Constituent: Isoalkyl ester – read across study:

A study was conducted to determine the acute toxic potential of read across substance, ‘octyldodecyl isooctadecanoate’ (purity: assumed to be 100%) to Cyprinus carpio, according to OECD Guideline 203 and EU Method C.1, in compliance with GLP. Three replicates of seven fish were exposed to the read across substance at nominal loading rate concentrations of 0, 10 and 100 mg/L for 96 h under static conditions. The test fish were observed at test start and after approximately 2, 24, 48, 72 and 96 h test duration for mortality. As the read across substance is poorly water soluble, the water-accommodated fraction (WAF) was tested. No chemical analysis was performed, as it was not possible to detect the read across substance concentrations in the test medium using the available analytical techniques. No mortality was observed in the control and the test groups during the exposure period. The pH and the oxygen values were in normal ranges. Under the study conditions, the 96 h LL50 was determined to be >100 mg/L (nominal).
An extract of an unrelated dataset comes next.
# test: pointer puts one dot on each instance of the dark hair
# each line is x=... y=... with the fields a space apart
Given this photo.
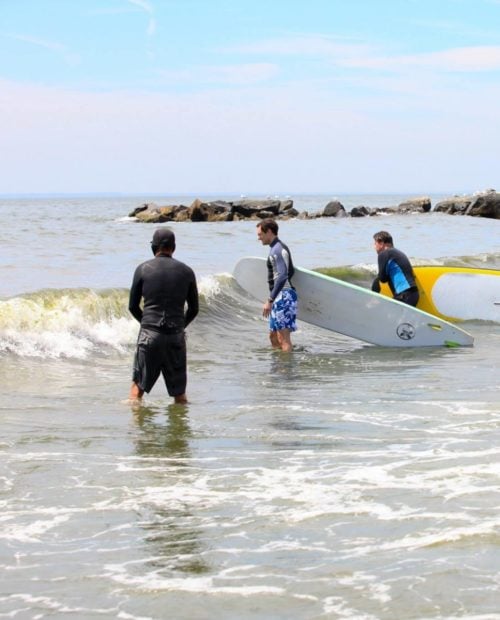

Overall, based on the available weight of evidence information from studies for substances representative of the main constituents, similar absence of toxicity up to highest soluble test concentrations can be expected for the test substance, 'mono- and di- C16 PSE, K+ and C16-OH and isostearyl isostearate'. As a conservative approach, the lowest 96 h LC50 value of >0.4 mg/L, from the study with alcohol, ‘hexadecan-1-ol’, has been considered further for hazard/risk assessment.